Tilapia comes in several colors, but red and black tilapia is the most well-known species. After preparation, the meat of both varieties is completely white. Both types of tilapia can thrive in either fresh or salt water. The taste will vary depending upon the water type since the fish absorbs the flavor of the water in which it is raised.
Preparation, Uses, & Tips
Tilapia can be broiled, fried, grilled, baked, poached, sautéed, or steamed. The skin has a bitter flavor and should be removed before eating. It is an excellent substitute in recipes calling for many kinds of fish including sole, snapper, pompano, flounder, cod, sea bass, and orange roughy.

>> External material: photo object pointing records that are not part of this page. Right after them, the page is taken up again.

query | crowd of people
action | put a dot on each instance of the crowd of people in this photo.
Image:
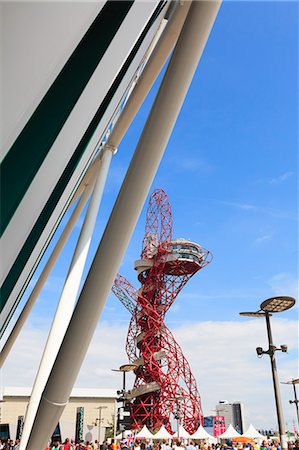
(126, 444)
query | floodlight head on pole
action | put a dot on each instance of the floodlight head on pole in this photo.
(277, 304)
(274, 305)
(253, 314)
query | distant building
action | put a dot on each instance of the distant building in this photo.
(80, 417)
(233, 414)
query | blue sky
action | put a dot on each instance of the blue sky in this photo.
(230, 170)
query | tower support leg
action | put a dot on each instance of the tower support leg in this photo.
(123, 219)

When marinating tilapia, be sure to do so for only a short time or it will start to break down the structure of the meat.

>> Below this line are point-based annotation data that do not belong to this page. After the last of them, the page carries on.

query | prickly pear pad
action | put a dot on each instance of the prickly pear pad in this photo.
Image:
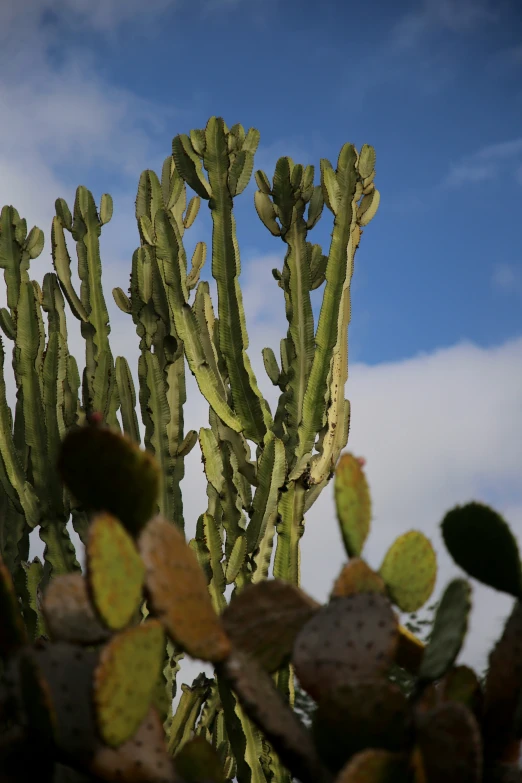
(462, 685)
(179, 593)
(357, 577)
(264, 706)
(106, 471)
(115, 572)
(351, 718)
(375, 766)
(124, 680)
(503, 686)
(351, 639)
(409, 569)
(68, 612)
(410, 650)
(450, 744)
(12, 629)
(481, 542)
(352, 498)
(449, 630)
(144, 757)
(265, 618)
(68, 671)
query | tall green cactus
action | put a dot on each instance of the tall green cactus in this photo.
(250, 497)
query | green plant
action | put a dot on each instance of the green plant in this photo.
(84, 704)
(255, 501)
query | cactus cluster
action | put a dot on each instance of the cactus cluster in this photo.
(264, 468)
(82, 703)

Fillets are great for grilling but are small and thin, so be careful during preparation as they can tear. Because of its mild flavor, tilapia goes well with most seasonings.
Preheat oven to 400°F (204°C). Place thawed fillets in buttered or oiled baking dish. Brush fillets with melted butter or olive oil and season. Bake for 10 to 12 minutes, until fish flakes easily when tested with a fork. Spoon pan juices over fillets before serving.
Heat 2 tablespoons (30 ml) of oil or butter in a skillet over medium-high heat. Season thawed fillets and place in hot skillet. Cook for approximately 2 to 4 minutes on each side until fish flakes easily. For additional flavor, spritz with lemon juice after turning.
If you purchase frozen tilapia, it will stay fresh for up to four months if it is wrapped tightly and stored at 0°F (-18°C). Thaw frozen tilapia in the refrigerator or under cold running water. Thawed or fresh tilapia should be refrigerated at 32 to 38°F (0 to 3°C) and used within two days. Do not refreeze.